Father Sundborg said the enrollment projections for next year are "looking just right." He acknowledged the 135 SU students inducted into Alpha Sigma Nu last month and said SU is "probably now the leading Jesuit university in the country in terms of the number of students who are now wanting to be part of the Jesuit honor society."
He spoke about the Major Institutional Master Plan (MIMP) for Seattle University, calling it "the framework within a major institution like ours is able to develop over the next period of 15 to 20 years." He said the plan, which has been endorsed by the City's Department of Development and the Citizens Advisory Committee as well as other citizens groups, now goes to the city's hearing examiner and eventually the City Council. Sundborg expected the process to come to a conclusion in the fall.
At the president's invitation, Jerry Huffman, vice president for Human Resources and University Services, spoke about the university's new system for staff pay, which will go into effect in fiscal year 2013. Huffman encouraged people to attend one of the upcoming open forum sessions to learn more about what "the (pay) system is going to look like going forward," and said the new system "will be much more efficient at keeping (the university) on the market rates."
The president also shared that the university is looking to bring more coherence to "the main lines of strategic planning at the university so we know how the whole university is moving forward in a strategic way and we know where our investments are going." The plan, grounded in the university's five strategic priorities, will provide a foundation for the next capital campaign, which Sundborg said, is expected to begin during summer 2013.
Sundborg talked of two longer-term thoughts on his mind these days: ensuring a "culture of colleagueship" among faculty and staff and "enhancing the great student experience at Seattle University."
The president acknowledged Jim Adolphson for serving as interim vice president for finance and business affairs, as well as the faculty who oversaw this year's rank and tenure process and the group taking the lead in choosing a new learning management system to succeed ANGEL. He also recognized the President's Committee for Sustainability, the faculty and staff involved in various accreditation processes, the completed Undergraduate Strategic Enrollment Plan, a price and value study now underway, the graduate learning outcomes plan that goes to the board this week and the ongoing brand project.

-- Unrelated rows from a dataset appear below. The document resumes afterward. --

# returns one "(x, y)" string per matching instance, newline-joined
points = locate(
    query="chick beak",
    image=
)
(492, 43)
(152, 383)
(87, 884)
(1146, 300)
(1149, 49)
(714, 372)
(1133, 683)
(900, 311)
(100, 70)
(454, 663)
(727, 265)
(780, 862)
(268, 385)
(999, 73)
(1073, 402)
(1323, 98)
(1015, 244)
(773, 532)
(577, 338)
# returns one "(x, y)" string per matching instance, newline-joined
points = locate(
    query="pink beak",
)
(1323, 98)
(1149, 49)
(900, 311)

The president said a group of students have asked for a conversation with him and other university leaders about LGTBQ issues. He also expressed an interest in finding a way for Seattle University to be supportive of the women religious of the U.S. "The first teachers at Seattle University were not Jesuits but were sisters of the Holy Names of Jesus and Mary," he said. "They ran the very first (few) years of Seattle College and all the way through our history they've been very important. We would not have the College of Nursing and the College of Education that we have today were it not for the leadership of the women religious and sisters. (They) are a very, very important part not only of our history but of our present reality."